Cennet'in kapısına dayanmıştım. Derin bir nefes alıp bahane uydurmayı düşündüm. Şimdi günlerden Çarşamba. Adam diyecek işin ne. Ama resmen kokusuna bağımlıyım, sigaradan çok onu çekmek istiyorum ciğerlerime...
"Girecek misin, bakınacak mısın?" diye seslendi kapıdaki güvenlik görevlisi. Hızla zile bastım. Hırsız muamelesi görmek istemiyordum.
Kameraya baktığının bilincinde,
kızararak beklemeye başladım. Kapı açıldı, yavaşça asansöre adımladım. Kahretsin. Ne diyecektim şimdi?Asansör yukarı ulaştı, inip bakışlarımı kapıya diktiğim an duraksadım. Görüntü yutkunmama sebebiyet verdi.
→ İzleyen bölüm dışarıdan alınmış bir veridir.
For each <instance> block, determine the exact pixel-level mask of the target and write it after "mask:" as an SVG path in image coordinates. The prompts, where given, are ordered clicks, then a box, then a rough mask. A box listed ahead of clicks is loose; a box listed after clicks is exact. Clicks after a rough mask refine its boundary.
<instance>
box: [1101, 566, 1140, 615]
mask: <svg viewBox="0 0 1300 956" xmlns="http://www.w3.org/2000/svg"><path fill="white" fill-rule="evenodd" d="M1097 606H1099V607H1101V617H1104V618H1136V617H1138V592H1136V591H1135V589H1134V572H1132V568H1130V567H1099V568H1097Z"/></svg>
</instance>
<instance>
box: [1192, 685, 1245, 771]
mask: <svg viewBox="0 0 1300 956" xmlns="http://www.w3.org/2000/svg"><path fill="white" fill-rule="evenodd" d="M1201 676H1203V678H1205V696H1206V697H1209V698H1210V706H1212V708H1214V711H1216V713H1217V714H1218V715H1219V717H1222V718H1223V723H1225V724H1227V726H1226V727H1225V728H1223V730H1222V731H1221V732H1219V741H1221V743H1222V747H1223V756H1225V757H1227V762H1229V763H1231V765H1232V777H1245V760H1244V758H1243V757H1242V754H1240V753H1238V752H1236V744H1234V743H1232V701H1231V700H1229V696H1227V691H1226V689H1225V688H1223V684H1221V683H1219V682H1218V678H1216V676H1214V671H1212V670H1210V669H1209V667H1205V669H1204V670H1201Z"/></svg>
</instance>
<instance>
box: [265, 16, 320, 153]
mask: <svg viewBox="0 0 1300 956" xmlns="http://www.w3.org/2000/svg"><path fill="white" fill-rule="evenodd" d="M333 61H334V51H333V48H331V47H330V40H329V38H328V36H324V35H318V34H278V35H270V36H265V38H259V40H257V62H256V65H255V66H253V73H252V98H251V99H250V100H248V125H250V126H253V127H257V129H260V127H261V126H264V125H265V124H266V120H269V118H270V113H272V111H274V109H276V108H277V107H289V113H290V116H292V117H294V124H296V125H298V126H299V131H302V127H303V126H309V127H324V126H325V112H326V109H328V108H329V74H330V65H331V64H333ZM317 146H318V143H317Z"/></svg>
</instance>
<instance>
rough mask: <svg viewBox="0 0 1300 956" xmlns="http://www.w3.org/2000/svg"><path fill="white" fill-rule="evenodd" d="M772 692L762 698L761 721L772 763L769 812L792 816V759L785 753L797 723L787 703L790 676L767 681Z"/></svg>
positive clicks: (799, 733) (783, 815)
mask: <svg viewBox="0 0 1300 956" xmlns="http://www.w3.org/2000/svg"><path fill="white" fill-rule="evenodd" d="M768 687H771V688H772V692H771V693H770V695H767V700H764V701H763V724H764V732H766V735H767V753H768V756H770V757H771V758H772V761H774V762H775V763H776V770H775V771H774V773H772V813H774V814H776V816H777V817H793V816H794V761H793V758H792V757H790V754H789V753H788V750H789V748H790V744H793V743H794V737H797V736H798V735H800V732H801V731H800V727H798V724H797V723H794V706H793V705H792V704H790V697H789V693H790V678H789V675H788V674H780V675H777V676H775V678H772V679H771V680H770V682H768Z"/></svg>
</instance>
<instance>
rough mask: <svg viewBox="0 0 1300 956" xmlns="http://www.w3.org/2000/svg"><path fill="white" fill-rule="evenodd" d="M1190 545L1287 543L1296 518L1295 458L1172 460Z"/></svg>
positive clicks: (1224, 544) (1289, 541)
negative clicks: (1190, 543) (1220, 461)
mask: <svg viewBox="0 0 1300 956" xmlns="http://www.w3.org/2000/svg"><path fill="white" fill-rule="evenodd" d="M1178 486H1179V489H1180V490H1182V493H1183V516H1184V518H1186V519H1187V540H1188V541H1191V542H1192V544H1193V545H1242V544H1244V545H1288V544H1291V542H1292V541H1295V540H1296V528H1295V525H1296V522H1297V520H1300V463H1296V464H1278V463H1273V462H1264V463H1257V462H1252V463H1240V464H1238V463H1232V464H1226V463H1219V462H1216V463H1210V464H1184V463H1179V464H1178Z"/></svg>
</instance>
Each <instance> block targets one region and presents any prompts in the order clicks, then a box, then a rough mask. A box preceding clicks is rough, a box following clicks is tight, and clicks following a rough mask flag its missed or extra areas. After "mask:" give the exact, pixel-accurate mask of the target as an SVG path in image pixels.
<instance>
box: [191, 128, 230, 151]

Anlatıyorum...
Gömleğinin üstten en az üç düğmesi açık, kravat aşağıda sallanıyor, tek kolu pervaza yaslanmış, başı yana doğru hafifçe eğik, tek elinde içki bardağı...
"Aa... Şey..."
"Gel." diye mırıldandı ağzını hafifçe yayarak. Bana arkasını dönüp içeri girdi. Neyse, en azından açıklama yapmam gerekmeyecekti.
Peşinden içeri girdim, oturma odasına geçtik. Yerler şişe kaynıyordu. Halıyı köşeye itiştirmişti. Koltuk biraz yamuk duruyordu. Yere oturup sırtını koltuğa yasladı. Ben de yanına oturup dizlerimi kendime çektim. Cennet değil, viski kokuyordu.
"Ne yaptın..." diye mırıldandım. Bu bir soru değildi.
"Al." dedi yarısı dolu bir şişeyi elime uzatırken. Elinden alırken şaşkındım. Bana çakmağı çok gören adama ne olmuştu ya?
Şişeden bir yudum almamla kusacak gibi oldum. Çok ağırdı. Viski daha önce içmiştim ama bu cidden ağırdı. Yüzümü buruşturarak boğazımdan aşağı yolladım. Kahretsin. Yandım!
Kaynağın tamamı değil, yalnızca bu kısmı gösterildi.